C’è dunque una incognita, se alla fine la pandemia non finirà per devastare l’Africa come sta devastando l’America Latina. C’è però anche una certezza, su quello che un report dell’Economist di un mese fa ha appena definito comunque “secolo africano”, riprendendo uno slogan lanciato nel 1999 dall’allora presidente sudafricano Thabo Mbeki nel suo discorso di insediamento. Un dato che il report ricorda è che nel 1885, al massimo dell’espansione colonialista.

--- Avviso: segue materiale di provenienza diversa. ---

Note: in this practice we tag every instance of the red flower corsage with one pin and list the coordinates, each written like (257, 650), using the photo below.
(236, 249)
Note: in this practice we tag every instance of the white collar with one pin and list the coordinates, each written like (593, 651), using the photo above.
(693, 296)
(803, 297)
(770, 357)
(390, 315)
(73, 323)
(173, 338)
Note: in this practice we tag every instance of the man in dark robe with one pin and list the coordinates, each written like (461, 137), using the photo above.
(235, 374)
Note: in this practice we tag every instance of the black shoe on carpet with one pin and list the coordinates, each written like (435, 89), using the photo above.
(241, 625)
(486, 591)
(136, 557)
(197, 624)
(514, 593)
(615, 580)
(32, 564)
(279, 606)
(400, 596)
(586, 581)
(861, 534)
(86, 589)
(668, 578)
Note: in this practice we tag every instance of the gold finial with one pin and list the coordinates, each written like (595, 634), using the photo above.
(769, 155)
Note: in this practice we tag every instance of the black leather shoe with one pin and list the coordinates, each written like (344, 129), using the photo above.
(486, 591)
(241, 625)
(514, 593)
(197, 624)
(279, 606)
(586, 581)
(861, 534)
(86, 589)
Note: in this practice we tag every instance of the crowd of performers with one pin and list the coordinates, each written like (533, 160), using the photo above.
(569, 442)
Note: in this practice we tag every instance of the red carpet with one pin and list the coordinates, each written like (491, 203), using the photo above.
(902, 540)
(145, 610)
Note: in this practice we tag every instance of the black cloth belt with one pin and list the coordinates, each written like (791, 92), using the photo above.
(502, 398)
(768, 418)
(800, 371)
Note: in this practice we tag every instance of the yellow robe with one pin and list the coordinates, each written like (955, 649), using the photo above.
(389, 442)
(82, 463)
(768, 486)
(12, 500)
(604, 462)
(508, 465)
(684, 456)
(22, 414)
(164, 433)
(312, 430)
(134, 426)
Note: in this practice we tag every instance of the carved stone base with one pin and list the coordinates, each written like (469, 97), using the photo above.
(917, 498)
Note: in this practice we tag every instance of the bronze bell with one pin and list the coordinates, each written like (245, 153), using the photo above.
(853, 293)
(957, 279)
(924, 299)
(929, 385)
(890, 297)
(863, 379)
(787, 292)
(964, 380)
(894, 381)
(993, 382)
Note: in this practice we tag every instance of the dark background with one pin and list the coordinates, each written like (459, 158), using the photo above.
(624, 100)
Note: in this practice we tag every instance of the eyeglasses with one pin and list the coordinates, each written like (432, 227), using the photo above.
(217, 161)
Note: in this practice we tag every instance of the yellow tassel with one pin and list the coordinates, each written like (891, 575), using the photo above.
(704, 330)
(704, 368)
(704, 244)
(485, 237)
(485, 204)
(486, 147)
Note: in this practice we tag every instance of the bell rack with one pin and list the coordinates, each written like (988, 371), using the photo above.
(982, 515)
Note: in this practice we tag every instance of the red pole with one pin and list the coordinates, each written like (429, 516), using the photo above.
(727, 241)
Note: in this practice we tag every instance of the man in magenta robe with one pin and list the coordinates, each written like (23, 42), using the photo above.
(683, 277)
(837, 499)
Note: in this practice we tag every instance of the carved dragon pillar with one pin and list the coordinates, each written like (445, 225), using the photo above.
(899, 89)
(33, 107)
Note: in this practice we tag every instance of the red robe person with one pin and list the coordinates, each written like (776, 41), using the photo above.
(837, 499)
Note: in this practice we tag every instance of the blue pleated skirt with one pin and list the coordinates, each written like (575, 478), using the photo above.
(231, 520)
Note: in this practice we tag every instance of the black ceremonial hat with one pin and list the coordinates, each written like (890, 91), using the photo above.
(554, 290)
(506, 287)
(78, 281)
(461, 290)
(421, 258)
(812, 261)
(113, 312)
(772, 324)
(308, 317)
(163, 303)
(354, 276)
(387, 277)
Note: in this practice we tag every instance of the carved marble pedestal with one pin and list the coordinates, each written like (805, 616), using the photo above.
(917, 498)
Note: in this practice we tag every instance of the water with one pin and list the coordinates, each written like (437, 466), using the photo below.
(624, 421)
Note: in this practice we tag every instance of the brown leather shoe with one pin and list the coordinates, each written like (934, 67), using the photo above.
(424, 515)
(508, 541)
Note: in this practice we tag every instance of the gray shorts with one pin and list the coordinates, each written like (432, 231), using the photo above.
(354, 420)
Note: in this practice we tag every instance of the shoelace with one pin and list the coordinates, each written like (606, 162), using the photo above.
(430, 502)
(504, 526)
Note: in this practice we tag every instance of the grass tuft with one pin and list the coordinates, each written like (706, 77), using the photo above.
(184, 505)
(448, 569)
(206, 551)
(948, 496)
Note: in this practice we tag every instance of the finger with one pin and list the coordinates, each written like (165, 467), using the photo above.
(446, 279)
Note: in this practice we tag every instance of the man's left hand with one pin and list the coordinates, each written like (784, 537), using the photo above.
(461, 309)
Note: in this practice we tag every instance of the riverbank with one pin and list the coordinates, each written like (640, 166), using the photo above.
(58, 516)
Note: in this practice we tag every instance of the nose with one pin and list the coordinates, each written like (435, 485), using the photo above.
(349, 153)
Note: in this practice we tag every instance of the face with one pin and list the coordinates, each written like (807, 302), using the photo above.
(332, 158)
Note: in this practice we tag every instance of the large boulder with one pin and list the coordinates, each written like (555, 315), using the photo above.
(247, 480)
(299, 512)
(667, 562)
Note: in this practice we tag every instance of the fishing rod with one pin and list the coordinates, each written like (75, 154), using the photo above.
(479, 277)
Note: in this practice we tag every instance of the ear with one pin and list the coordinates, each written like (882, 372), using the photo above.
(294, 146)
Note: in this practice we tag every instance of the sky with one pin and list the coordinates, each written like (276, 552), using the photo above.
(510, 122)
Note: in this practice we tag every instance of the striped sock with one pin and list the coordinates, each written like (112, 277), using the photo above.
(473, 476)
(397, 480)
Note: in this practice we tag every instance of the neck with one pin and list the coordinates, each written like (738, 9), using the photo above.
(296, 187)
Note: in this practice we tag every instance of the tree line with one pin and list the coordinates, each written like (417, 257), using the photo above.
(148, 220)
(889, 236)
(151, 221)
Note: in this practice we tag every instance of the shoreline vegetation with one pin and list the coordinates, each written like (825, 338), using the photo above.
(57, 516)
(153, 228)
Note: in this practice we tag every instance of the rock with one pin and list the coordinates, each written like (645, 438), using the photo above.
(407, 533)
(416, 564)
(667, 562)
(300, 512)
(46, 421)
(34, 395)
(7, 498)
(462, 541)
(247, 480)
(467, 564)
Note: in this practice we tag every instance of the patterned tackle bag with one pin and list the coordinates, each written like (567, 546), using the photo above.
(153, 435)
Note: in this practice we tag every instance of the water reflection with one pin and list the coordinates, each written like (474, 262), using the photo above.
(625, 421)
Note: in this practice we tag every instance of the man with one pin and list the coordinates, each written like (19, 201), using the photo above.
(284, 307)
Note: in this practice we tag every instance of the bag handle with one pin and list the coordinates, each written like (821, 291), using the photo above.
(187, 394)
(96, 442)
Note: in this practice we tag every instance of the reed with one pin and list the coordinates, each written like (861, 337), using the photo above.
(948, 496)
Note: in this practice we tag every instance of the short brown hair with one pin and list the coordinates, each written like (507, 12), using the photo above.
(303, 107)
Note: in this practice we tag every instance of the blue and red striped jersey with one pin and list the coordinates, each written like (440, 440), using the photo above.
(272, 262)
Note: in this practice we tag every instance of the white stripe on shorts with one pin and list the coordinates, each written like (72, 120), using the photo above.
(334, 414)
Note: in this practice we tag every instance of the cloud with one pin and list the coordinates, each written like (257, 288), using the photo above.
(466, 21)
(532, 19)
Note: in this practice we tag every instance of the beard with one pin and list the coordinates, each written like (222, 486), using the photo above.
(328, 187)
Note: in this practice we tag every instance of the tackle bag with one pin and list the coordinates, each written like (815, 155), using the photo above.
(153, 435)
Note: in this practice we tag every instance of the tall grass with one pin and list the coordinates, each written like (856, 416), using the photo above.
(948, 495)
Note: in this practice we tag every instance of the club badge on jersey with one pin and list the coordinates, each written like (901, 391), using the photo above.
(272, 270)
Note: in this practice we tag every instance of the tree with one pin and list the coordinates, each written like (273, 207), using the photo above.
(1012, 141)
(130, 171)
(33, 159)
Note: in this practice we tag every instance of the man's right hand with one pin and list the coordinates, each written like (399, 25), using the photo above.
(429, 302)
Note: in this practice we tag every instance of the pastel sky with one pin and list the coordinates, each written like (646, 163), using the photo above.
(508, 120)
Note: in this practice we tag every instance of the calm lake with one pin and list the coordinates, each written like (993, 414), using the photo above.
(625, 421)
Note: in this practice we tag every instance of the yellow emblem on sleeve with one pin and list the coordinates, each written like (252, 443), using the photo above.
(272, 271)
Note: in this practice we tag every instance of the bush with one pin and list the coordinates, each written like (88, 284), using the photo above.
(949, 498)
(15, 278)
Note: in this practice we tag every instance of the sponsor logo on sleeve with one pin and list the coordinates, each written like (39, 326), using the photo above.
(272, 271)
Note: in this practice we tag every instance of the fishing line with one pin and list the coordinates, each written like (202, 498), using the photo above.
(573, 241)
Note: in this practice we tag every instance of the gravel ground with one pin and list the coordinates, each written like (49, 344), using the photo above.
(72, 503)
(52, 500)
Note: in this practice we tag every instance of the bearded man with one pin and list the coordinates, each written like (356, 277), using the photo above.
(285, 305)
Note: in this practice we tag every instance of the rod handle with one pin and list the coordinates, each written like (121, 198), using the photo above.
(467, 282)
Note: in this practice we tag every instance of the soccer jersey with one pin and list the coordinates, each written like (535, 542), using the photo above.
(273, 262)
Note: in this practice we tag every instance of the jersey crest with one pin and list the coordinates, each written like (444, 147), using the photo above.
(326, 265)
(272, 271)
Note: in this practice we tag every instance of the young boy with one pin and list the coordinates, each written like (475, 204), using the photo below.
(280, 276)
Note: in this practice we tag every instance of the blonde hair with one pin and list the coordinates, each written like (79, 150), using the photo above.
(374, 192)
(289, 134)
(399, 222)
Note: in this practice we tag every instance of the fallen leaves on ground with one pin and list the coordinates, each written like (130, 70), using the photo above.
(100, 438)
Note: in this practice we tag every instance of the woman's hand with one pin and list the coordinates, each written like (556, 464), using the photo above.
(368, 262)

I 100 milioni di abitanti dell’Africa erano un terzo di quelli dell’Europa. Adesso, con 1,2 miliardi di persone, sono il doppio e con una età media di 19 anni contro 43. Come ci ricorda Vinci, “se dal punto di vista sanitario questa giovane età spiega la maggior resistenza al Covid, dal punto di vista economico rappresenta una spinta all’imprenditorialità fortissima. Sono giovani che sono connessi alle tecnologie digitali come e più che i loro coetanei nel reso del mondo, e nel libro ho ricordato come nel 2018 i finanziamenti alle start-up africane erano raddoppiati”. Ricordava appunto l’Economist che mentre meno di un quarto di tedeschi, giapponesi e britannici credono che le loro condizioni di vita miglioreranno nei prossimi 15 anni, nel caso di kenyani, nigeriani e senegalesi si sale ai due terzi.